Splitting of sequence reads by internal adapter sequence search.
Project description
Read Fillet
Installation
Read Fillet can be installed from PyPI with:
pip install read_fillet
Usage
Read Fillet is run simply with:
read_fillet <fastq_directory>
To see more options run:
read_fillet --help
For each input fastq file found in the input directory, a file with an additional _split
suffix will be output into the output directory, controlled by the --output_dir
option.
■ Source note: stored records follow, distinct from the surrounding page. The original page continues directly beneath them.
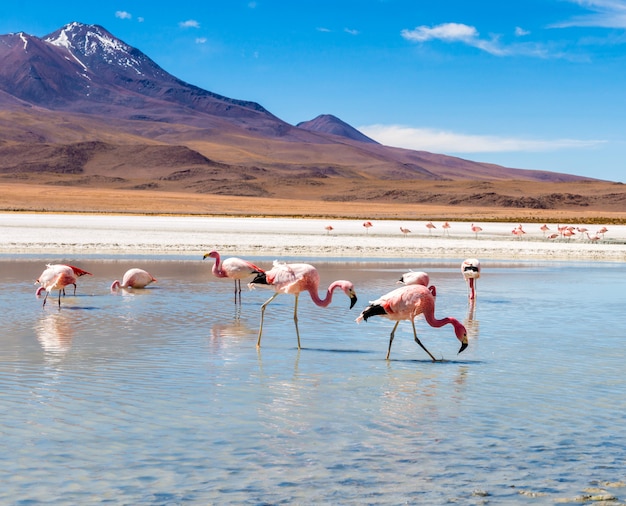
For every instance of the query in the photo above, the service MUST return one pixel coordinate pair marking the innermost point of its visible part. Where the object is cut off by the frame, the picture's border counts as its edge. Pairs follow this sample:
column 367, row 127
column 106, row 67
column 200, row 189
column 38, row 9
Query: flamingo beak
column 352, row 300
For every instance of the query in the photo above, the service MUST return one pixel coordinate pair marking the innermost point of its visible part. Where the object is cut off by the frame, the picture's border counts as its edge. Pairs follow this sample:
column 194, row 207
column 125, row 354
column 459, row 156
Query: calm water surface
column 159, row 396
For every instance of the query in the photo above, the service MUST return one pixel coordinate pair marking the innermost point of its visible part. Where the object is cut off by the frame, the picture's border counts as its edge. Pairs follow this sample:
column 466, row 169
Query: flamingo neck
column 326, row 300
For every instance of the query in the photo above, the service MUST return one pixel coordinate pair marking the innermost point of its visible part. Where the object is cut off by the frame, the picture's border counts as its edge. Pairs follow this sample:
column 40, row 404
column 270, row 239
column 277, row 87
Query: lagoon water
column 159, row 396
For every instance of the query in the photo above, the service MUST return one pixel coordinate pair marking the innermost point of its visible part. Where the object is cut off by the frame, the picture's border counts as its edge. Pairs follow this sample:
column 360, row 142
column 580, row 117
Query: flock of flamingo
column 562, row 231
column 412, row 299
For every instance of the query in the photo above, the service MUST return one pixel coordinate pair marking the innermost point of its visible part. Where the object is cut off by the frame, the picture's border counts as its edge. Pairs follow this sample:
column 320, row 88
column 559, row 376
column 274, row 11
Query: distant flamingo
column 233, row 268
column 476, row 229
column 133, row 278
column 470, row 268
column 55, row 277
column 417, row 278
column 446, row 228
column 296, row 278
column 407, row 302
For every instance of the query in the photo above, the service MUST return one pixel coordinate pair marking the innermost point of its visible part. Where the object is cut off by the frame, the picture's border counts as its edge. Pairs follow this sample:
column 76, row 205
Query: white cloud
column 190, row 23
column 603, row 14
column 441, row 141
column 455, row 32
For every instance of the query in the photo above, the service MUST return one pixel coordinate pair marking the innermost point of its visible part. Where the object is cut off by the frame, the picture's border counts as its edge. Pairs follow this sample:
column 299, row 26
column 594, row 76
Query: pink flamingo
column 55, row 277
column 476, row 229
column 133, row 278
column 407, row 302
column 78, row 272
column 470, row 268
column 296, row 278
column 417, row 278
column 233, row 268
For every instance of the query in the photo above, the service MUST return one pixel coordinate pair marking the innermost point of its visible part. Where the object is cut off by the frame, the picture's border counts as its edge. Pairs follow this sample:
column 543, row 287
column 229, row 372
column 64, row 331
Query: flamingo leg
column 393, row 333
column 295, row 319
column 420, row 342
column 258, row 343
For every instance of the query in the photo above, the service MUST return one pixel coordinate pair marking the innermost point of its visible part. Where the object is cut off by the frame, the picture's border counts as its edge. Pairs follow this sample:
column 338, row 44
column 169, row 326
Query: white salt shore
column 78, row 234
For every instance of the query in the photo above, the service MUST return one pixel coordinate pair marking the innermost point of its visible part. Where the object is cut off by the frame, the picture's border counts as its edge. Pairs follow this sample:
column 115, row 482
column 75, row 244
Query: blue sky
column 532, row 84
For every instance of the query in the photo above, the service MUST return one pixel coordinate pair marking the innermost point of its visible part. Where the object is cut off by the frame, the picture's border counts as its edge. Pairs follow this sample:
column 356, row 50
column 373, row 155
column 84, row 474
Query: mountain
column 81, row 107
column 327, row 123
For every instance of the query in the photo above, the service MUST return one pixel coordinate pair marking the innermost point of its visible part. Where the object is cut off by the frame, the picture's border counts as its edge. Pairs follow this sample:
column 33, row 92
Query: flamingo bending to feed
column 233, row 268
column 133, row 278
column 55, row 277
column 296, row 278
column 407, row 302
column 470, row 268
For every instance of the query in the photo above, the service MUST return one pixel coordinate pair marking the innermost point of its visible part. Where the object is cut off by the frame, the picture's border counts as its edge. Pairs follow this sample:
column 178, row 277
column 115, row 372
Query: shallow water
column 159, row 396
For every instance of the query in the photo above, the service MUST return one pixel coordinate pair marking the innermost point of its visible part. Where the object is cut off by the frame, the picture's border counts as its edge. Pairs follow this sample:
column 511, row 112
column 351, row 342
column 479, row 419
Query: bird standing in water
column 406, row 303
column 233, row 268
column 296, row 278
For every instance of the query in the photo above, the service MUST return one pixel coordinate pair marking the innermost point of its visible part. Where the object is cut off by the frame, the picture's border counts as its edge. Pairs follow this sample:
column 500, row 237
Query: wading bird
column 233, row 268
column 407, row 302
column 470, row 268
column 296, row 278
column 55, row 277
column 133, row 278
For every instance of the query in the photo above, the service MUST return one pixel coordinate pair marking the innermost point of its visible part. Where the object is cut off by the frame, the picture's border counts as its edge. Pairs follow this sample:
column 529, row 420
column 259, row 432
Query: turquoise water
column 159, row 396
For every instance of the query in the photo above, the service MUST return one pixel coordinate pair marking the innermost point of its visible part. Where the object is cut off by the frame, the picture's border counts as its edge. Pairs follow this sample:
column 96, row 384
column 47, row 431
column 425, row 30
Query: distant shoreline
column 110, row 234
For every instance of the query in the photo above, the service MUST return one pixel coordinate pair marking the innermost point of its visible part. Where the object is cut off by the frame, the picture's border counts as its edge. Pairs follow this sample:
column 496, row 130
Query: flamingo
column 55, row 277
column 78, row 272
column 417, row 278
column 133, row 278
column 407, row 302
column 233, row 268
column 470, row 268
column 296, row 278
column 476, row 229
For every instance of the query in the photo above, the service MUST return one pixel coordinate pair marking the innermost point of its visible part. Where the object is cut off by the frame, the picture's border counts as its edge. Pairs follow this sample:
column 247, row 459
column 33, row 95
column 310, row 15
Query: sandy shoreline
column 53, row 234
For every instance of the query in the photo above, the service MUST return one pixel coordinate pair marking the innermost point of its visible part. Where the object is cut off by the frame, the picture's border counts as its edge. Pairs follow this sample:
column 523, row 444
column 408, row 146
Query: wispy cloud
column 190, row 23
column 602, row 14
column 123, row 15
column 469, row 35
column 441, row 141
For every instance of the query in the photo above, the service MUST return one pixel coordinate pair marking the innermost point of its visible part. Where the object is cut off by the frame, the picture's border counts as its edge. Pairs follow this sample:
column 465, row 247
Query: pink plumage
column 294, row 279
column 134, row 278
column 55, row 277
column 233, row 268
column 406, row 303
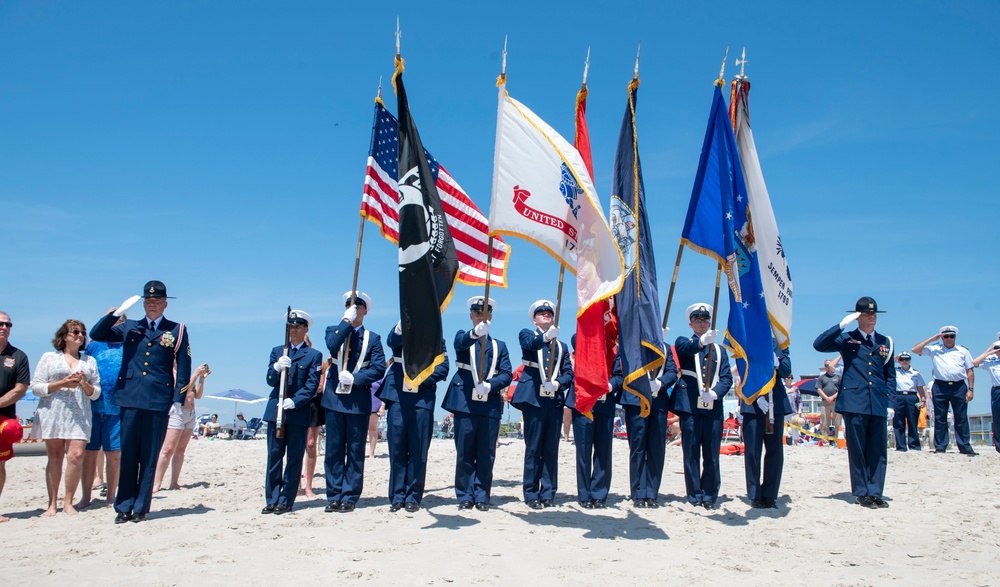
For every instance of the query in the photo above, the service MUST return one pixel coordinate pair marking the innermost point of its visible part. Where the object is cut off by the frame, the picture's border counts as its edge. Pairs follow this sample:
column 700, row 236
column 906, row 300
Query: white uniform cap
column 539, row 306
column 360, row 295
column 701, row 308
column 478, row 301
column 299, row 315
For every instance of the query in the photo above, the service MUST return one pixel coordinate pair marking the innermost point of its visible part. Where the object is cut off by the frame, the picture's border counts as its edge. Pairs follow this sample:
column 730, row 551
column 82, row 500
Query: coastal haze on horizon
column 221, row 149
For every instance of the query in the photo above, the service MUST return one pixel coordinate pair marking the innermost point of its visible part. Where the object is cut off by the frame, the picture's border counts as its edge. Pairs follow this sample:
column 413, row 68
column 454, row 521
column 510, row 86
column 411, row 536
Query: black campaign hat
column 867, row 305
column 155, row 289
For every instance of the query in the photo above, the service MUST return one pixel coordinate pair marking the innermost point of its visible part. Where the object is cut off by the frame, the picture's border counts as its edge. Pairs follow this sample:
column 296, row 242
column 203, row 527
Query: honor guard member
column 760, row 445
column 952, row 366
column 911, row 395
column 155, row 372
column 592, row 439
column 647, row 437
column 990, row 361
column 358, row 362
column 697, row 400
column 476, row 404
column 410, row 425
column 540, row 399
column 302, row 366
column 868, row 381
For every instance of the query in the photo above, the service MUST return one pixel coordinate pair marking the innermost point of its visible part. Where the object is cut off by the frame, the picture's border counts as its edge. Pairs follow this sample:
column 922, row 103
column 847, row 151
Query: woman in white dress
column 65, row 382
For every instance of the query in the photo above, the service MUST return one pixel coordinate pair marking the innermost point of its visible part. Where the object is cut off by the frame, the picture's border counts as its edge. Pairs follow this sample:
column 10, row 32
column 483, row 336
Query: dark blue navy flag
column 640, row 340
column 719, row 225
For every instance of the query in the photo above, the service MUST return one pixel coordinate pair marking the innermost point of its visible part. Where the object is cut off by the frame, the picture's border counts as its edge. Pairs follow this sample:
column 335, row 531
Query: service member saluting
column 358, row 362
column 868, row 381
column 705, row 379
column 301, row 365
column 539, row 396
column 952, row 366
column 473, row 397
column 154, row 376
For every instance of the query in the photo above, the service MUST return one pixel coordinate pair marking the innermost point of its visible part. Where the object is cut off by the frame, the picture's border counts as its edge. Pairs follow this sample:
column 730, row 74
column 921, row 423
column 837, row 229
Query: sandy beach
column 942, row 526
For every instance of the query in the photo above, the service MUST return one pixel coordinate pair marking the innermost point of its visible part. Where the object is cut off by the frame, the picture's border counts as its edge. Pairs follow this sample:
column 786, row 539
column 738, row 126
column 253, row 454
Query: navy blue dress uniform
column 146, row 390
column 542, row 410
column 477, row 415
column 701, row 422
column 349, row 405
column 759, row 445
column 410, row 421
column 647, row 437
column 868, row 382
column 284, row 455
column 910, row 390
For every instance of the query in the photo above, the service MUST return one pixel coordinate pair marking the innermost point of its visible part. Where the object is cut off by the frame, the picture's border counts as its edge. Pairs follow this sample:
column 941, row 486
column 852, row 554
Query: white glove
column 125, row 306
column 848, row 319
column 282, row 363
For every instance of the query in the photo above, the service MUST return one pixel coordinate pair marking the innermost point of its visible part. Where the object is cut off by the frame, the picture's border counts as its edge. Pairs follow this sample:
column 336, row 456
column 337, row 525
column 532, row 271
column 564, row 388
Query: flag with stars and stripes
column 719, row 225
column 380, row 204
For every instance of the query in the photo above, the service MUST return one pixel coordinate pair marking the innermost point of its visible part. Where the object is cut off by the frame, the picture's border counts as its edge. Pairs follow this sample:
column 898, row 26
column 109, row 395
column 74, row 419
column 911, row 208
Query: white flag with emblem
column 543, row 193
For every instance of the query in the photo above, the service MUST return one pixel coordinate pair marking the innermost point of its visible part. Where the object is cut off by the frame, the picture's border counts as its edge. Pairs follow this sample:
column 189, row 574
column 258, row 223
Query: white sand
column 942, row 526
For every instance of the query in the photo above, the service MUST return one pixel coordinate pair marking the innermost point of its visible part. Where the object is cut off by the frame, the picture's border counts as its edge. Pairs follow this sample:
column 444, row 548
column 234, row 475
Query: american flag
column 469, row 228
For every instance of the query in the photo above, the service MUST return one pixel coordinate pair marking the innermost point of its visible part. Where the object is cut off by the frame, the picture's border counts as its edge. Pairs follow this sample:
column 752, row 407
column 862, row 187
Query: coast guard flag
column 640, row 339
column 719, row 225
column 543, row 193
column 428, row 264
column 380, row 204
column 776, row 278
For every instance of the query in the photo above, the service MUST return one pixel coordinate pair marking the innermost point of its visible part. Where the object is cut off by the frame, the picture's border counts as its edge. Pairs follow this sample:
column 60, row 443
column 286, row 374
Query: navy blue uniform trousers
column 476, row 449
column 904, row 421
column 345, row 455
column 542, row 428
column 142, row 434
column 284, row 463
column 951, row 393
column 410, row 430
column 593, row 455
column 767, row 447
column 701, row 439
column 647, row 446
column 866, row 442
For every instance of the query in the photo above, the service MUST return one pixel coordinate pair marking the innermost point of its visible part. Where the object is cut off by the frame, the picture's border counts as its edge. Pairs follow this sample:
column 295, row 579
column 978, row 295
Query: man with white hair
column 952, row 367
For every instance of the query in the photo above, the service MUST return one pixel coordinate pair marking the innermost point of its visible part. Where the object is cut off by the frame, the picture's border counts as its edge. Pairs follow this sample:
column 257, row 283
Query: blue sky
column 220, row 147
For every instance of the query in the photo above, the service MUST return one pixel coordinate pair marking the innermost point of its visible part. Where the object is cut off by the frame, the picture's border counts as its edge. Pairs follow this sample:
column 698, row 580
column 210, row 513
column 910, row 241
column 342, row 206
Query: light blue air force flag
column 719, row 225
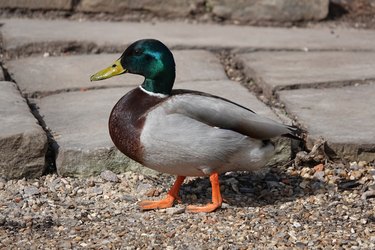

If not --output_dir
is given then the output files are placed alongside in the input files.
The new *_split.fastq
will contain two new reads for each read that was split, now with suffix _1
and _2
Reads which were not split will also be added to the new file, so that *_split.fastq
can be used as a match for any downstream analysis. For example the output may look like:
@<read_id> <remaining_headers>
<sequence>
+
<quality>
@<read_id>_1 <remaining_headers>
<sequence>
+
<quality>
@<read_id>_2 <remaining_headers>
<sequence>
+
<quality>
Extra Details
The purpose of this script is to split reads that are likely to be informatic concatamers. These reads typically have an imperfect match to two neighbouring adapter sequences found next to each other.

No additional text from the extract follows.